A 2.45-kb DNA fragment containing the chromosomal P. aeruginosa PAO1 ppk1 gene was amplified by PCR with primers F2 and R2 (Fig. 5; for primer information see SI Table 3) and cloned into the HindIII and XbaI sites in pBluescriptII SK(+) to generate pSKPAK1. The PCR fragment starts at 107 bp upstream of the A in the ATG translational start codon (bp 150 in GenBank locus AB007587) and ends 115 bp downstream of the A in the TGA stop codon, not as reported in ref. 11. A 0.8-kb BamHI fragment in the amino terminus half of the ppk1 ORF in pSKPAK1 was replaced with a 1.3-kb BglII fragment containing the tetracycline resistance-encoding gene cassette from pDMB100 (ref. 28; kindly supplied by Daniel W. Martin) in the opposite transcriptional orientation to create pPAK1TC4. WT PAO1 was electroporated with pPAK1TC4, and transformants were selected on LB plates with tetracycline (250 μg/ml). Double cross-over recombination of the mutation was verified first by genomic PCR with combinations of primers F4, F5, R4, R5, TF1, and TR1 and, subsequently, by biochemical determinations of PPK1 activity and poly P levels. Mutant PAOM5 was complemented by transformation with a plasmid overexpressing P. aeruginosa ppk1 under tac promoter control, pHEPAK11, constructed by PCR amplifying the ppk1 gene in plasmid pPPK02F (ref. 29; kindly supplied by Toshikazu Shiba, Fujirebio, Inc., Tokyo, Japan) by using primers F6 and R6 and inserting the resulting product into the HindIII and EcoRV sites in the medium copy number E. coli-P. aeruginosa shuttle vector pMMB66H (30). Transformants were selected on LB agar with 300 μg/ml carbenicillin.
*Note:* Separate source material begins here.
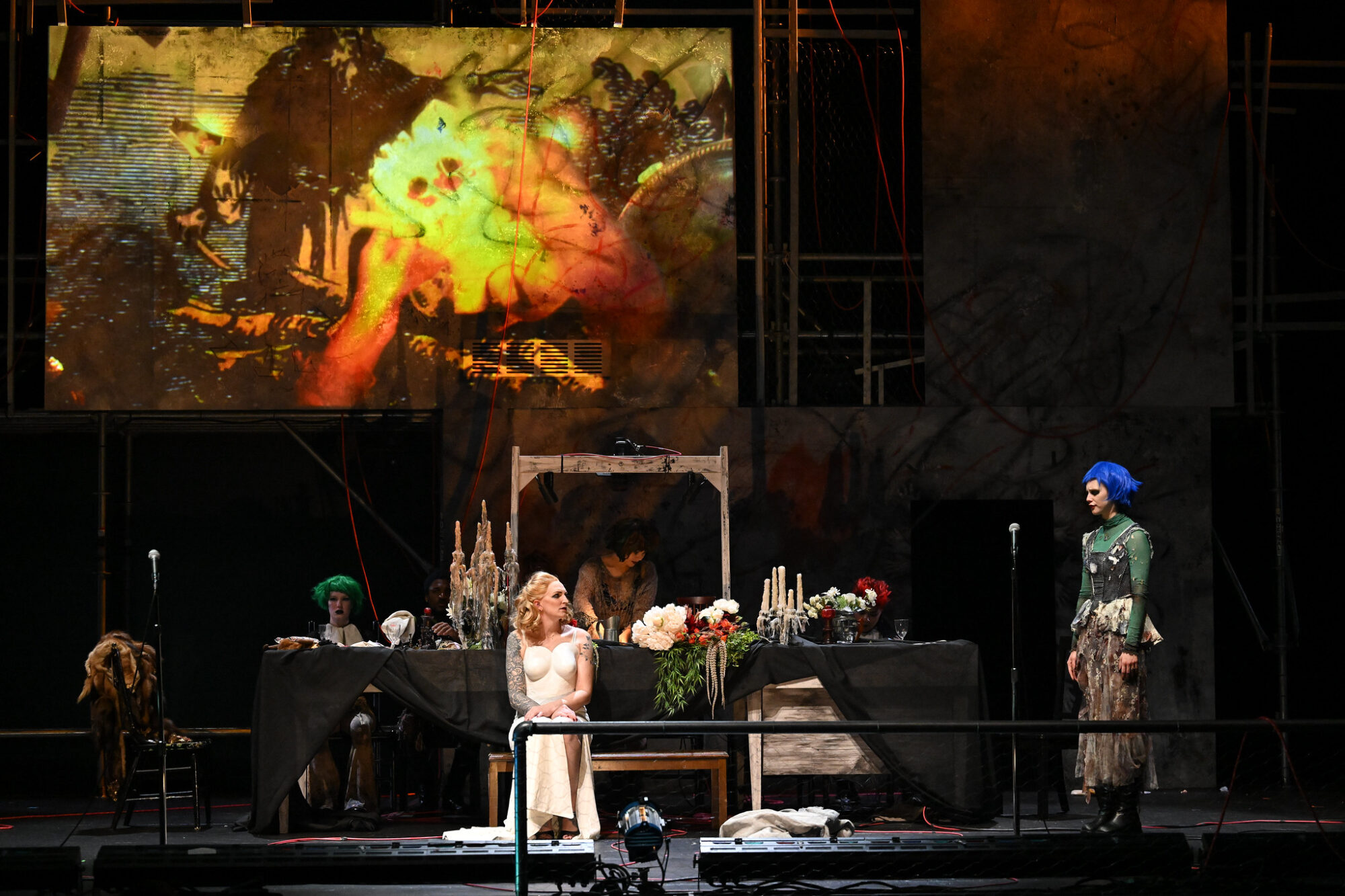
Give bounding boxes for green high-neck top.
[1075,513,1154,650]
Assays for PPK1 and PPX Activities and Poly P Levels.

PPK1 activity was measured as the conversion of [³²P-γ]ATP to poly P by thin-layer chromatography analysis as described in ref. 31. PPX activity was measured as the conversion of poly P to P_i as described in ref. 32. Poly P was extracted by the glassmilk method and levels were determined by conversion to ATP by E. coli PPK1 followed by conversion to light in a luciferase reaction and quantification in a TopCount NXT microplate scintillation and luminescence counter (Packard Instruments (PerkinElmer), Boston, MA) as described in ref. 33.
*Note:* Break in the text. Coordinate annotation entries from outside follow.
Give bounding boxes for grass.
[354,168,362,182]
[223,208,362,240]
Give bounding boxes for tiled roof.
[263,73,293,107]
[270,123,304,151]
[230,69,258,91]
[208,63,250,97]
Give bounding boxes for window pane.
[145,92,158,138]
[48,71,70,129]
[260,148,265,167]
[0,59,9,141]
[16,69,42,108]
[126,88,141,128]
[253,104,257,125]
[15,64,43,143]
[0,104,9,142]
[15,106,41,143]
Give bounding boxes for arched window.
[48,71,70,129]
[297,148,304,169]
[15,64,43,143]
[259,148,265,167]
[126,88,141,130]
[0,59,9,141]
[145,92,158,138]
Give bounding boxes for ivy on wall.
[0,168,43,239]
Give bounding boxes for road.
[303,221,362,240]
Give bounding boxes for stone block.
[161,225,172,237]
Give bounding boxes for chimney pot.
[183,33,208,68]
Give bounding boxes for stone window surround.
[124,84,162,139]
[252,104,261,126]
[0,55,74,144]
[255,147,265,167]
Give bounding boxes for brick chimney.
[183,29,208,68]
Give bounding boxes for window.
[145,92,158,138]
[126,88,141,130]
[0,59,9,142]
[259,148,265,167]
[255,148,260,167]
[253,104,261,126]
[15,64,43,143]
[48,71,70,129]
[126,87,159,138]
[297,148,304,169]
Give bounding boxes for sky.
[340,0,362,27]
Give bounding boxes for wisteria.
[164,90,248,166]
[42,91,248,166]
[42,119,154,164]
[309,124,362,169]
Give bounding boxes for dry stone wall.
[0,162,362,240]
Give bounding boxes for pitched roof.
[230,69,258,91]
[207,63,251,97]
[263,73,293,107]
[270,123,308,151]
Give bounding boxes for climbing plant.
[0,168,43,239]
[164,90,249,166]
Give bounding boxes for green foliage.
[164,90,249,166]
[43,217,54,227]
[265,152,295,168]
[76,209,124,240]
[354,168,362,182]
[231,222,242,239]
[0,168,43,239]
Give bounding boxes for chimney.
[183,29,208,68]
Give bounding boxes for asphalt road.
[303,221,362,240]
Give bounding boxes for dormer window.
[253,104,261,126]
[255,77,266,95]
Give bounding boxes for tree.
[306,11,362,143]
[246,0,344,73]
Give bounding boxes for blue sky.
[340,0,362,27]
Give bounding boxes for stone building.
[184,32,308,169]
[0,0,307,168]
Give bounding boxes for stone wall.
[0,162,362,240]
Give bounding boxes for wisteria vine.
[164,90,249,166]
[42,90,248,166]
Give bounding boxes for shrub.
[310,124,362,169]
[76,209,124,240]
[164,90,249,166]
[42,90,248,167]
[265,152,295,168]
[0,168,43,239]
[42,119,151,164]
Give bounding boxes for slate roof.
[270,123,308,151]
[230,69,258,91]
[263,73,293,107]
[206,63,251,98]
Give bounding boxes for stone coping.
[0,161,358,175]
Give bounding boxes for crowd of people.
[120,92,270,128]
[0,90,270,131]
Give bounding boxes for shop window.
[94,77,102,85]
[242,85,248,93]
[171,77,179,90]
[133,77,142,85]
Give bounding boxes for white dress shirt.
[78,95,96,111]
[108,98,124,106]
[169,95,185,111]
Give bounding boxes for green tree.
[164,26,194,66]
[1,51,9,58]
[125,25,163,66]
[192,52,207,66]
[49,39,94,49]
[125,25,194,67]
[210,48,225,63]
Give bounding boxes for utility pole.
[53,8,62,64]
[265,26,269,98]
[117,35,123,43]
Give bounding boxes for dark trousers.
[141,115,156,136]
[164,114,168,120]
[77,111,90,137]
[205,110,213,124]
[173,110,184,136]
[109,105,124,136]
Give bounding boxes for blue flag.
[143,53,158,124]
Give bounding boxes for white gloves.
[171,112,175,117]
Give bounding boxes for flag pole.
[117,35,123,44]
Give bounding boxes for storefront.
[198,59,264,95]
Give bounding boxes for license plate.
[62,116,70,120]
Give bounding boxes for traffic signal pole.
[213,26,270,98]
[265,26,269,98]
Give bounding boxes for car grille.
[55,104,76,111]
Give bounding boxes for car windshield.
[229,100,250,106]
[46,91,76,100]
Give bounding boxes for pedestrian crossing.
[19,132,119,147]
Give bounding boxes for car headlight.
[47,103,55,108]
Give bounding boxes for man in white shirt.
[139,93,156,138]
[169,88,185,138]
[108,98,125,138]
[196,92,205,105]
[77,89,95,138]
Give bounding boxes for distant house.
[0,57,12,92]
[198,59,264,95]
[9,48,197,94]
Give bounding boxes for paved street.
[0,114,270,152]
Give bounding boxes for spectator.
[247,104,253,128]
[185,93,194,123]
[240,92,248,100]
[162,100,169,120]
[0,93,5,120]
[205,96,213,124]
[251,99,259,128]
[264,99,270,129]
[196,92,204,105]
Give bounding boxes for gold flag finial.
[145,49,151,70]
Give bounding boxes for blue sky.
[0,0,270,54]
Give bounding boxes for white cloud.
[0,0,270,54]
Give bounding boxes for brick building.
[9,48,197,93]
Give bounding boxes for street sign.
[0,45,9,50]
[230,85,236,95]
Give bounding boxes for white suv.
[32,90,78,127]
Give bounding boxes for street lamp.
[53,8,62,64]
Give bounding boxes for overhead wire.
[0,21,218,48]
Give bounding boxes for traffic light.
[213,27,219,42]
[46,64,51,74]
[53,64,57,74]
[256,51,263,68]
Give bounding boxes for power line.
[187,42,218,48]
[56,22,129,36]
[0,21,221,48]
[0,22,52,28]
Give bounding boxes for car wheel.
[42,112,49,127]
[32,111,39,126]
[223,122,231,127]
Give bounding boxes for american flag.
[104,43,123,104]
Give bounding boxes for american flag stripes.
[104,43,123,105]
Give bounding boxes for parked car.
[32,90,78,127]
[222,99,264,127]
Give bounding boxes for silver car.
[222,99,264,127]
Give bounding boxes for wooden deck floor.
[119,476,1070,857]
Scanning Electron Microscopy.

Strains were grown in LB medium to an OD₆₀₀ of 0.6. Cells (10⁹) were seeded onto individual nitrocellulose membranes in 24-well culture plates. The inoculated plates were incubated at 37°C and examined at 12, 24, 48, and 72 h. The membranes were removed from the plate and fixed in 2.5% glutaraldehyde and 0.15% ruthenium red for 3 h at 40°C. They were then rinsed in PBS solution, followed by postfixation in 1% osmium tetroxide/0.1 M sodium cacoldylate (pH 6.5)/0.2% ruthenium red for 2 h at room temperature. The membranes were dehydrated in a series of graded ethanol solutions, dried with a critical-point dryer (Tousimis, Rockville, MD) with carbon dioxide, and mounted on aluminum stubs with silver paste. These were dried for 3 h, and then coated with gold-palladium with a Polaron cool-sputter coater (Quorum Technologies, Newhaven, U.K.). The membranes were examined in a scanning electron microscope (JSM-6300F; JEOL USA, Peabody, MA) at 15 kV.

Transmission Electron Microscopy and Negative Staining.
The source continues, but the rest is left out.